J. A. Jance is one of my most favorite authors. In this novel she has created a storyline at once intriguing and fast-paced. Characters are brought forward from previous novels in the series as well as created new. In both types the descriptions are rich, developed appropriately within the story, and detailed sufficiently to maintain the reader's interest while enhancing the story. Both good and bad characters are included with outcomes that make the story both satisfying and intriguing. The stage is set for follow-on stories as well as the completion of a story that leaves the reader satisfied and hungry at the same time. Moving Target is highly recommended to all.
Warning: Arsonist/Firebug and their brutal devastation plays a prominent part. Compelling story that has two very different mysteries being resolved. The story does not give the reader an "everyone is fine" ending. The story does end with all coming to terms with their lives and moving forward. There are plenty of twists within each mystery to keep the reader guessing.
Believable characters, realistic and informative dialogue.
Regarding forensic work: "Banshee Group takes the position that all people are important. Rather than simply keening over dead bodies, we help them find their way home to their loved ones.”
I may re-read parts of this story. I look forward to other works by this author.
As with all of J.C. Jance’s novels, her writing is simple, direct, easily read and keeps you hooked to the very end. In Moving Target, she has cleverly blended two separate stories, an ocean apart, while keeping the reader’s interest in both alive. My only criticism of the book would be the relationship between Ali and B. I was dismayed at the lack of warmth and affection shown between the two who are to be married within weeks. They seemingly appeared more as business partners or mere friends than lovers. Overall, Moving Target is a good read; however, not Jance’s best. I rate it a 4.

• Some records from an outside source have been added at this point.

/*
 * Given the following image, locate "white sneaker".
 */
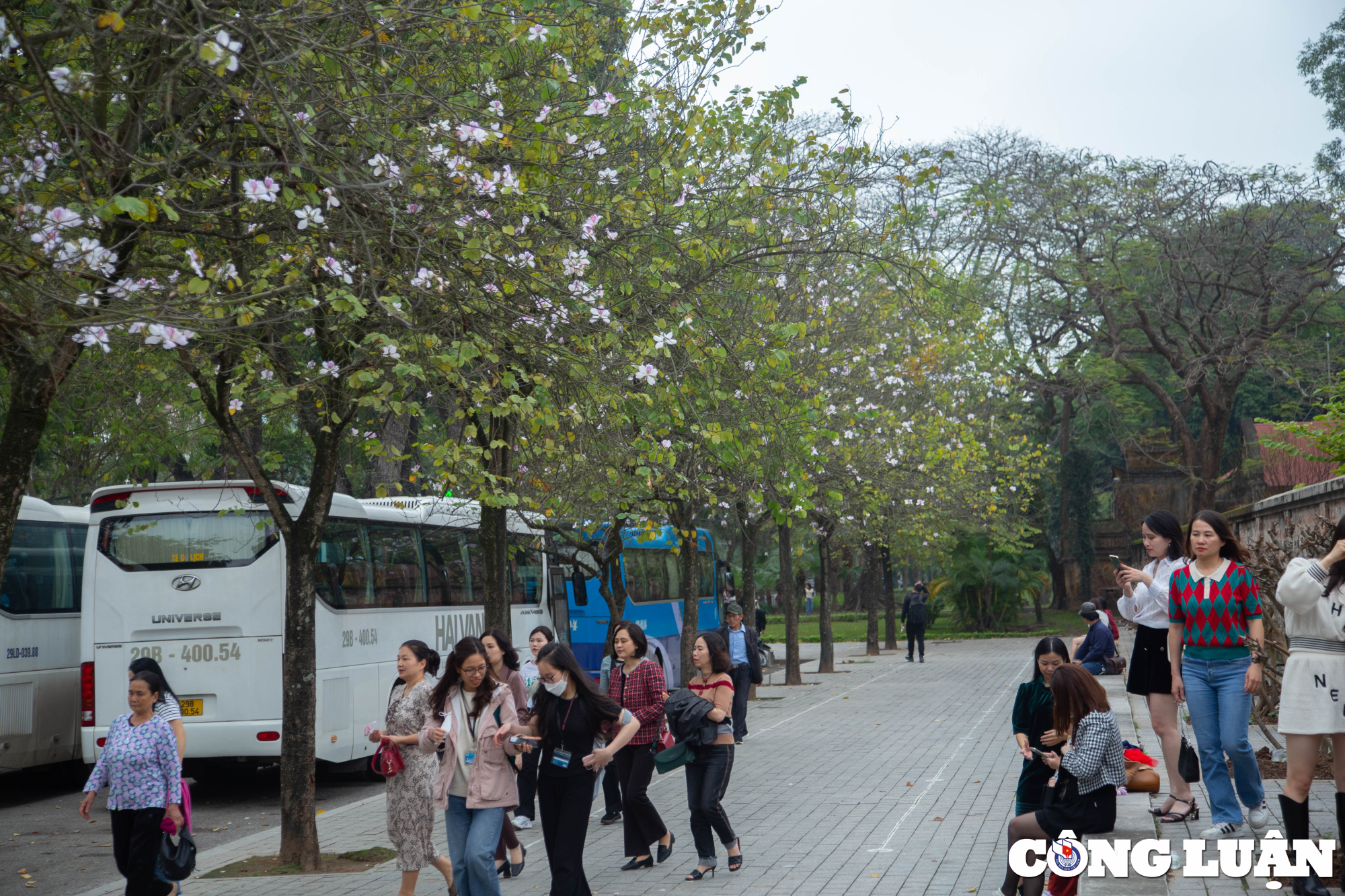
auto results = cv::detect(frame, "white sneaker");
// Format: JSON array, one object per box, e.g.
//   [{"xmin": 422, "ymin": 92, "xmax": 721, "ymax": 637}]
[
  {"xmin": 1200, "ymin": 822, "xmax": 1243, "ymax": 840},
  {"xmin": 1247, "ymin": 803, "xmax": 1270, "ymax": 830}
]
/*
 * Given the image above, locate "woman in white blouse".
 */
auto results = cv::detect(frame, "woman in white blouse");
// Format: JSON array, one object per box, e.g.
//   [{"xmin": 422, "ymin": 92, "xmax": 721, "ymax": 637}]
[
  {"xmin": 1275, "ymin": 520, "xmax": 1345, "ymax": 896},
  {"xmin": 1116, "ymin": 510, "xmax": 1200, "ymax": 823}
]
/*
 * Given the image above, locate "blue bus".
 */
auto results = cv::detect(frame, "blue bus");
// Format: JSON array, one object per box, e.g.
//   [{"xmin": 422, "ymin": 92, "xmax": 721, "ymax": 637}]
[{"xmin": 551, "ymin": 526, "xmax": 724, "ymax": 678}]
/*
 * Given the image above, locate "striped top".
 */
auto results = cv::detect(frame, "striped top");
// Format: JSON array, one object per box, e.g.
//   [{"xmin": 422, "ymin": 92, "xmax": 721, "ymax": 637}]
[{"xmin": 1167, "ymin": 560, "xmax": 1262, "ymax": 659}]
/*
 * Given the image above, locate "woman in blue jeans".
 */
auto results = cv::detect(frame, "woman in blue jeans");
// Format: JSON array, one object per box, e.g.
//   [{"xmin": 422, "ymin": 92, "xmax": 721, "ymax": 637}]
[{"xmin": 1167, "ymin": 510, "xmax": 1270, "ymax": 840}]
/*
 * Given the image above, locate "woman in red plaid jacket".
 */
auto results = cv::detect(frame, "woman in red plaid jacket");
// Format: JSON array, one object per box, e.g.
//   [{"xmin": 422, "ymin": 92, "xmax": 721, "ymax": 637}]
[{"xmin": 607, "ymin": 622, "xmax": 675, "ymax": 870}]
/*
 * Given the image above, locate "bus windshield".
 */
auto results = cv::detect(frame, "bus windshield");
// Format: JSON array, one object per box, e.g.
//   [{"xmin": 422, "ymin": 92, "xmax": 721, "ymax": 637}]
[{"xmin": 98, "ymin": 512, "xmax": 280, "ymax": 572}]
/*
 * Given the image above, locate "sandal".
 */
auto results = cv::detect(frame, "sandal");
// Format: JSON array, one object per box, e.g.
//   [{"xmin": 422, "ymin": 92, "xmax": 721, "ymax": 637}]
[
  {"xmin": 1149, "ymin": 794, "xmax": 1185, "ymax": 818},
  {"xmin": 1158, "ymin": 794, "xmax": 1200, "ymax": 825}
]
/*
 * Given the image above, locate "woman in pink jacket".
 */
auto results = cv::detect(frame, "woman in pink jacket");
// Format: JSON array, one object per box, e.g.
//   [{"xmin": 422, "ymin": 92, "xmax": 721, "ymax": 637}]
[{"xmin": 420, "ymin": 638, "xmax": 518, "ymax": 896}]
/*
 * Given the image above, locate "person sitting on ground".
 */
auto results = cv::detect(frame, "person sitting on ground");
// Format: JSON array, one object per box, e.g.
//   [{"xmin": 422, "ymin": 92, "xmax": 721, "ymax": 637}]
[{"xmin": 1075, "ymin": 600, "xmax": 1116, "ymax": 676}]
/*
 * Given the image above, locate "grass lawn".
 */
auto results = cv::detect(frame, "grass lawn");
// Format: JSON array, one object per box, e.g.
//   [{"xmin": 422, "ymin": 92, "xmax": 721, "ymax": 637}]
[{"xmin": 765, "ymin": 610, "xmax": 1088, "ymax": 645}]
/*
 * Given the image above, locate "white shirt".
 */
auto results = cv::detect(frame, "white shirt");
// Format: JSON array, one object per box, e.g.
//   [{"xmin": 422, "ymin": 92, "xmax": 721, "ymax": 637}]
[{"xmin": 1116, "ymin": 557, "xmax": 1188, "ymax": 628}]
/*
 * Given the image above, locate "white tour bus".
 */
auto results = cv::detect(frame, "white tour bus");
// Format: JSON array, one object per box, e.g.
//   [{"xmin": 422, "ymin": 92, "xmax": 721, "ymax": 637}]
[
  {"xmin": 0, "ymin": 497, "xmax": 89, "ymax": 772},
  {"xmin": 81, "ymin": 482, "xmax": 551, "ymax": 763}
]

J.A. Jance is my favorite author. And she is a terrific person too. I loved Moving Target. When Ali Reynolds gets to work with Sister Anselm, it always makes for a good story. In this book we get to learn more about her wonderful friend and caretaker, Leland Brooks. This just added so much more to this story. I don't want to give anything away in this review so all I am going to say is that if you haven't got your copy yet, WHY NOT? GO, RUN, DON'T WALK AND GET IT TODAY. You will not be sorry. And if you haven't read any of her books, today is a good day to start. For Alison Reynolds stories, start with Edge of Evil. I couldn't put it down.

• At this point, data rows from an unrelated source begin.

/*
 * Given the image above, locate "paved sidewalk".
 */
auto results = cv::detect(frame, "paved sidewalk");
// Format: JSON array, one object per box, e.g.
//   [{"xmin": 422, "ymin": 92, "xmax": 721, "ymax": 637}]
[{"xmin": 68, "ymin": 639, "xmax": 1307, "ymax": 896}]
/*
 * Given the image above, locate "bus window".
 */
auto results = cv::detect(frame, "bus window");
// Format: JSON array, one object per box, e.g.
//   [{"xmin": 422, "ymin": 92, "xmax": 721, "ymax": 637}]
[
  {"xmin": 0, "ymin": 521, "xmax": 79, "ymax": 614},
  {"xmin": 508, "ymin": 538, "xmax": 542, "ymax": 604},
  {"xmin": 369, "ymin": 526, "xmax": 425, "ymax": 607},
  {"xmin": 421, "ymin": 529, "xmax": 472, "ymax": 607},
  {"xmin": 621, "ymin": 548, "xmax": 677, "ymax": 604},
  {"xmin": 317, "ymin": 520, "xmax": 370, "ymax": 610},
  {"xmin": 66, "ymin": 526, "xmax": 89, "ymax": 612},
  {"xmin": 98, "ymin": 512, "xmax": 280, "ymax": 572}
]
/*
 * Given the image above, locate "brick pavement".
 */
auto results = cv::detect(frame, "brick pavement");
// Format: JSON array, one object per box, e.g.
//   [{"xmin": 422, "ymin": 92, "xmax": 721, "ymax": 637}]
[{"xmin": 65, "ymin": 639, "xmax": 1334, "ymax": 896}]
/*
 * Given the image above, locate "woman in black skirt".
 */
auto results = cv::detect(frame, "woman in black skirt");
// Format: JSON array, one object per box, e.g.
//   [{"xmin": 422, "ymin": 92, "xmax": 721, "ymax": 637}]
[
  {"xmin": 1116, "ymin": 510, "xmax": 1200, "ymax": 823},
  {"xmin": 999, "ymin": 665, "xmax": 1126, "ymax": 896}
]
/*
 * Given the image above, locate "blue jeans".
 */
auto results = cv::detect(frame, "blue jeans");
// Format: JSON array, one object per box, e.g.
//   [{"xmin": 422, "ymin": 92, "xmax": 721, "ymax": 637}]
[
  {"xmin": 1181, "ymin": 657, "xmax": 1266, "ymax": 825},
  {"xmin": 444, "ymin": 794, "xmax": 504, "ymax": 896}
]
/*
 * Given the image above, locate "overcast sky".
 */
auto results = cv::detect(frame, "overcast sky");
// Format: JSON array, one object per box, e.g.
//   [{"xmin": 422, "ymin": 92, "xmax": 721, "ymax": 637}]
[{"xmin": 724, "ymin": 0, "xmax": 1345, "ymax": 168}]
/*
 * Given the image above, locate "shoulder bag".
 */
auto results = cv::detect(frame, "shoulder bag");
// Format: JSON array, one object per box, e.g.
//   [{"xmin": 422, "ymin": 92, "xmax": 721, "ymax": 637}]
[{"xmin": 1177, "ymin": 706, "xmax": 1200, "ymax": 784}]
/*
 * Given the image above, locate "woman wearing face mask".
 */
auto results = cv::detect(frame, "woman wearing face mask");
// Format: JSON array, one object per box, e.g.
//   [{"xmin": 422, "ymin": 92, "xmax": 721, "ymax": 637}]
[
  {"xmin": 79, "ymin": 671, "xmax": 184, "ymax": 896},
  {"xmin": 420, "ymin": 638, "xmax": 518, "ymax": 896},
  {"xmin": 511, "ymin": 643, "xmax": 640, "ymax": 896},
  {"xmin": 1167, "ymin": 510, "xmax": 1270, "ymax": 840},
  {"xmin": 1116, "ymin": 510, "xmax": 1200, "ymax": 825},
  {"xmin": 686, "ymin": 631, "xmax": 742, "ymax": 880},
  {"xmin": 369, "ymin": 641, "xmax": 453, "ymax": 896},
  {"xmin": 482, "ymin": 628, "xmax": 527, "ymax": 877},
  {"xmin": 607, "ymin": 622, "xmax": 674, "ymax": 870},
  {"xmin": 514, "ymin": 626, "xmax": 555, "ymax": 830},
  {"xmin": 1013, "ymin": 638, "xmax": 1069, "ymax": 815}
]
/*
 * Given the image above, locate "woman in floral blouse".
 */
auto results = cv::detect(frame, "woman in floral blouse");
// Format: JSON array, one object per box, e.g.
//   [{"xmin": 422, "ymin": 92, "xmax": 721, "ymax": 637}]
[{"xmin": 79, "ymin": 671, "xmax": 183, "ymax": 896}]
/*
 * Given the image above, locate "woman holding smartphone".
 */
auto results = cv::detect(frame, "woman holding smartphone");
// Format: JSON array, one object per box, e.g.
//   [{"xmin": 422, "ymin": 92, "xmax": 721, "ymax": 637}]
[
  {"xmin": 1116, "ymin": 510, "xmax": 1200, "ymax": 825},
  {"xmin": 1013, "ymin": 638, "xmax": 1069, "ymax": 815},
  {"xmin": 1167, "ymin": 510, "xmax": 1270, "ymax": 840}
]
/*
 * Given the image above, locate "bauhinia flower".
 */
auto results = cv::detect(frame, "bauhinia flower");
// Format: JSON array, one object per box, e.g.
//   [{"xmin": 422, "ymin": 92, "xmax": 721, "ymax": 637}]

I have been a fan of J. A. Jance for many years, especially for her books set in Arizona. Once again I am thinking that much as I love the Joanna Brady series, Ali Reynolds is even better. Moving Target focuses on cyber security and ties together multiple plot lines and mysteries in a highly believable network of solutions brought together in cyberspace. I found myself getting so irritated with Lance's mother and her highly believable protection of her family which only complicates his best interests. Sister Anselm is a special treat in all of her mysteries. You can't miss with this one!